Organizations interested in more sophisticated cost-control tools might consider the AWS pricing APIs. The Price List Service API enables an app to query the price of a particular service using JavaScript Object Notation. The AWS Price List API, on the other hand, lets an app retrieve a set of prices in bulk using HTML. Developers can also configure the Amazon Simple Notification Service to subscribe to alerts when prices change.
In addition to planning for new charges, organizations also need to analyze their existing monthly AWS bill. They should cross-reference estimates with actual usage, particularly for on-demand services that may vary from initial assumptions. Amazon Cost Explorer is free and analyzes data from the last 13 months to forecast expenses for the next three months. It can also recommend reserved instances that might help reduce costs.
Amazon also provides a Cost Explorer API, which you can access from other apps, but this incurs a charge of $0.01 per paginated API request. Organizations that want to analyze their cost data using other tools might be better off downloading cost data into a comma-separated values file for free.
Third-party capabilities AWS Pricing Calculator should adopt
At this point, third-party cloud cost analytics tools provide finer-grained control for generating and reusing estimates than Pricing Calculator. Services like RightScale Optima are better equipped to analyze existing on-premises workloads and cloud apps to provide cost estimates.

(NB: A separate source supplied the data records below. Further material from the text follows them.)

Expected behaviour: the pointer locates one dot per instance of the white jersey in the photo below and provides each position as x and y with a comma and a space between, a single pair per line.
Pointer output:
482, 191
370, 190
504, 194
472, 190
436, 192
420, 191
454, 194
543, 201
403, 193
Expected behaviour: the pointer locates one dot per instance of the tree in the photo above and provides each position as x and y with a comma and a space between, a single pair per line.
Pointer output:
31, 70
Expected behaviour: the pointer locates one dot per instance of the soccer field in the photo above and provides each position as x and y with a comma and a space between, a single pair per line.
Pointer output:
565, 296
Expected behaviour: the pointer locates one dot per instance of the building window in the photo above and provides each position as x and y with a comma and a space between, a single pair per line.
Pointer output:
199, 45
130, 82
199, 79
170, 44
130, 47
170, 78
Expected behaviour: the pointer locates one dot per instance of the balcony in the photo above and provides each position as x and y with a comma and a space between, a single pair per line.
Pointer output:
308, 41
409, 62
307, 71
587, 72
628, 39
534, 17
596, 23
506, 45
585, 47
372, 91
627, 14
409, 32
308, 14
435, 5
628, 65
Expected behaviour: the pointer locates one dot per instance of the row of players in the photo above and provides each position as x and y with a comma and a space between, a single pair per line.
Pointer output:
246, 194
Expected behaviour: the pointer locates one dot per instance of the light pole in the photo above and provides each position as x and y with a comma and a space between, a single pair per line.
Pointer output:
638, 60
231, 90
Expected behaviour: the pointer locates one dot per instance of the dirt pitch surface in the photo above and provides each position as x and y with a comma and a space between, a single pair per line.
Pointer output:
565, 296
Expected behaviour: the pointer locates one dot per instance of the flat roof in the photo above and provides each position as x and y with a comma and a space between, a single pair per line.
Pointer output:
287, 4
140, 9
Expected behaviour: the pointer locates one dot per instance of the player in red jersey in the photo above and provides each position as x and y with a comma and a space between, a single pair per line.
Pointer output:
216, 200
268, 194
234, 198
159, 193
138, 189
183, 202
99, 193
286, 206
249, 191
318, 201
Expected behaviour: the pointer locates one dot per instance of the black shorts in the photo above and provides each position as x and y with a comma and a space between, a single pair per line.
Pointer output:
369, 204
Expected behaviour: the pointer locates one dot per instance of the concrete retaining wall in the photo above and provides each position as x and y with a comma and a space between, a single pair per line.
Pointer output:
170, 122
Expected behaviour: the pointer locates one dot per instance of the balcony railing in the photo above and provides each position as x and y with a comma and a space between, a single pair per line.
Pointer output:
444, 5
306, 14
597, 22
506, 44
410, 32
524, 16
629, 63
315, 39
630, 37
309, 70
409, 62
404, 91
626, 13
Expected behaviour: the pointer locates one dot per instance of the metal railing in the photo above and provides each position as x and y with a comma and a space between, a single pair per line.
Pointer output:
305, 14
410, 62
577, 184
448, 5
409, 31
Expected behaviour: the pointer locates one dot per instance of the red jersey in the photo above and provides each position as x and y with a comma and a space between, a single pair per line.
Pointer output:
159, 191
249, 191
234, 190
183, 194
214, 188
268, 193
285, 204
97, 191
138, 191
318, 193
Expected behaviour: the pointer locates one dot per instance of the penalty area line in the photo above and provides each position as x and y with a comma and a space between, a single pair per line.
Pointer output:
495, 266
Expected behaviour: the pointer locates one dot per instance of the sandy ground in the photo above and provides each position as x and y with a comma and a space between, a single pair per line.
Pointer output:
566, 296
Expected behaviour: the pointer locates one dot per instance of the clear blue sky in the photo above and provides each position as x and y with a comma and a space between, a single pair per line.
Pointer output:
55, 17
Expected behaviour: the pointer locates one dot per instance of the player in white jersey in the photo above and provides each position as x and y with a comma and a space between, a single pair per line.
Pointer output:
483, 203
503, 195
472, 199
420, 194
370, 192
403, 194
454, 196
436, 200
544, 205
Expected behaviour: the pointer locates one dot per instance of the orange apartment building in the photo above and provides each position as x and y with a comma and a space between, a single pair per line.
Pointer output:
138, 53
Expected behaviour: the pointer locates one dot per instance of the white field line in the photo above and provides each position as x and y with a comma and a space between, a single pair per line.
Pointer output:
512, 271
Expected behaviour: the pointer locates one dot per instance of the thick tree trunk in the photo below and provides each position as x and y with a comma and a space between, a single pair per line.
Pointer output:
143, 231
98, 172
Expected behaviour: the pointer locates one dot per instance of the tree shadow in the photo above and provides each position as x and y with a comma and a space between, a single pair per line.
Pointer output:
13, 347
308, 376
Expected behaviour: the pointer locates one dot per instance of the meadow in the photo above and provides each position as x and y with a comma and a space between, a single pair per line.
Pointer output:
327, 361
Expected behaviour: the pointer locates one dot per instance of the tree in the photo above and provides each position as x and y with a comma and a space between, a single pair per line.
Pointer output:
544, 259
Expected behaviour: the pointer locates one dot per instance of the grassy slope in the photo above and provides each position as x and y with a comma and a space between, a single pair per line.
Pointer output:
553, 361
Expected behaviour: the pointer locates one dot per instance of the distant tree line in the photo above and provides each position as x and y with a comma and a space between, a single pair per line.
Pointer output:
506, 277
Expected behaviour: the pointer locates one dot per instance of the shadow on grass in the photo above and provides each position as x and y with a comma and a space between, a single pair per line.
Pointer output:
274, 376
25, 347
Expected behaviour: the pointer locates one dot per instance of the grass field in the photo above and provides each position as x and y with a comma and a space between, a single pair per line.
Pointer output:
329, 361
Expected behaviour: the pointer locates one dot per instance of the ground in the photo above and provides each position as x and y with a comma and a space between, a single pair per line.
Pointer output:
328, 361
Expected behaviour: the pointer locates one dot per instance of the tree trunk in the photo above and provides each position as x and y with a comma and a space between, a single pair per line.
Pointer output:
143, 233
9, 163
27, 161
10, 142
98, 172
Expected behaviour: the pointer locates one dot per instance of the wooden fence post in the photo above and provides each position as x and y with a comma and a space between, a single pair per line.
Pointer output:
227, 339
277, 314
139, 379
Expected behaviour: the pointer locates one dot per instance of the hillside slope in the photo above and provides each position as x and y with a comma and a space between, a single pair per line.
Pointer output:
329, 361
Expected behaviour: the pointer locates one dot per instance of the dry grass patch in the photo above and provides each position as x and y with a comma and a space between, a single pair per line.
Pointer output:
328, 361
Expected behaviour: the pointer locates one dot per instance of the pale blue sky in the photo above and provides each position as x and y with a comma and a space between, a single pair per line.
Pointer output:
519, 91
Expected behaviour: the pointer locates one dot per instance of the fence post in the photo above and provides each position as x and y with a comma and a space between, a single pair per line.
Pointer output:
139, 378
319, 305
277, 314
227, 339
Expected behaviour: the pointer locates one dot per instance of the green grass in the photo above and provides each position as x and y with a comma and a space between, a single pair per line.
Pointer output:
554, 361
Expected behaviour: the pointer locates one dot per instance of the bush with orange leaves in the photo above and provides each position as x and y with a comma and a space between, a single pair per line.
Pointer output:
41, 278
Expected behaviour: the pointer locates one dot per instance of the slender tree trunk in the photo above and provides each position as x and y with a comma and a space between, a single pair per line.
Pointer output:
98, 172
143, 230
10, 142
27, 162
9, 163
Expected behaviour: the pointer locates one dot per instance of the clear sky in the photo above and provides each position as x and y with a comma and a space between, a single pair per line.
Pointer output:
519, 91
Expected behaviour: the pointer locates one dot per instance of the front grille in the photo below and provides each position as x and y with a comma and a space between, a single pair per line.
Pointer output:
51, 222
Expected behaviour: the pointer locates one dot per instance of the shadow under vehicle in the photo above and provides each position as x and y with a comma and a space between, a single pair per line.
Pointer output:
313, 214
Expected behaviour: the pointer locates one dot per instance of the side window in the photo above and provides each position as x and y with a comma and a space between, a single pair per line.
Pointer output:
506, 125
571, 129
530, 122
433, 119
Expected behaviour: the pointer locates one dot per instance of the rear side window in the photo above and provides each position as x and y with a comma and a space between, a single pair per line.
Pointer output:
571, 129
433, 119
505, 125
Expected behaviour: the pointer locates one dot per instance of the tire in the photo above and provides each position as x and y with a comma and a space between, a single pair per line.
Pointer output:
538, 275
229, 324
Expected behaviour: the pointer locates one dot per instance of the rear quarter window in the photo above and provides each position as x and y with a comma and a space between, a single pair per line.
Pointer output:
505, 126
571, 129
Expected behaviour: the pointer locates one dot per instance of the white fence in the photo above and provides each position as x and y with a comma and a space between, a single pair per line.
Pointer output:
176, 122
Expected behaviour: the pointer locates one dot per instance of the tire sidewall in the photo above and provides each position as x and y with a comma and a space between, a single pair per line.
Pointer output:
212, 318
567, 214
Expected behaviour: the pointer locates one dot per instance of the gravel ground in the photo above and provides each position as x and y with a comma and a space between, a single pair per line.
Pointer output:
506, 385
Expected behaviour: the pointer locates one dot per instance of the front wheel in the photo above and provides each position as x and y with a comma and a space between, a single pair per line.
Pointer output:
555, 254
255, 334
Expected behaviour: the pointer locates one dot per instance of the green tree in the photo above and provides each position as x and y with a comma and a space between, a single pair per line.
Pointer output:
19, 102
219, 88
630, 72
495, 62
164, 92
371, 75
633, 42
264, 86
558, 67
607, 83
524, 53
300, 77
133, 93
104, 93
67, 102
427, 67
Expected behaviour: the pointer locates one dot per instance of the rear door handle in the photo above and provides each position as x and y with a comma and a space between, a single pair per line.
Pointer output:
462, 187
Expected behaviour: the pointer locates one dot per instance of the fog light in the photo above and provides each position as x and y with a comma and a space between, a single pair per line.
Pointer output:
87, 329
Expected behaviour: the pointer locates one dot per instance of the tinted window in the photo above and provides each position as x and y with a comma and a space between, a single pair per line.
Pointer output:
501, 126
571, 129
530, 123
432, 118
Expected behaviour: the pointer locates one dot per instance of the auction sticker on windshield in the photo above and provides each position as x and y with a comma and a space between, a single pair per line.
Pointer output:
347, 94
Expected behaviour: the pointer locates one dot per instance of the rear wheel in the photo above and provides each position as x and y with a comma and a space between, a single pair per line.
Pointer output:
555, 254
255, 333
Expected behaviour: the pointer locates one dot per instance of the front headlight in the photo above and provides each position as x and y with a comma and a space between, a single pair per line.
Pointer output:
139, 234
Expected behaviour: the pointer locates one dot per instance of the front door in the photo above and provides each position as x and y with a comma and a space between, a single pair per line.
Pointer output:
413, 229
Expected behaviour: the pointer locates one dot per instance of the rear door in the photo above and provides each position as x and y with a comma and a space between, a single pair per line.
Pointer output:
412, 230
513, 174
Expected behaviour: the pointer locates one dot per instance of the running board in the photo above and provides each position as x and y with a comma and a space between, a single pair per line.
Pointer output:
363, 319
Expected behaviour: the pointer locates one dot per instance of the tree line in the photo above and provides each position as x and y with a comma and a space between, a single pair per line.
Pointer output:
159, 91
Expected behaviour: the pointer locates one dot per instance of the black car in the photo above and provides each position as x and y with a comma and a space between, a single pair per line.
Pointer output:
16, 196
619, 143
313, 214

Pricing Calculator could also model improvements on tools such as Apptio, Microsoft's Azure Cloud Cost Management -- formerly Cloudyn -- and CloudHealth. These tools can evaluate other factors, such has human and IT management costs.
Some cloud service providers have calculators that make it easier to estimate costs for specific use cases. For example, Unitrends, a backup services provider, has a calculator to experiment with data rates for different data transfer and compression methods, as you mock backup scenarios on AWS and other platforms. Another potential improvement for the AWS Pricing Calculator would be better templates for quickly analyzing the total cost and various approaches for disaster recovery, analytics and other use cases.
AWS could also adopt the capabilities of a relatively simple tool like the Unigma Public Cloud Cost Compute Comparison Calculator. This calculator breaks down the costs for different commitment strategies, such as contract duration and upfront payments across cloud providers. The AWS calculator could similarly provide more value if it were to provide better tools for comparing different cost commitments on its platform.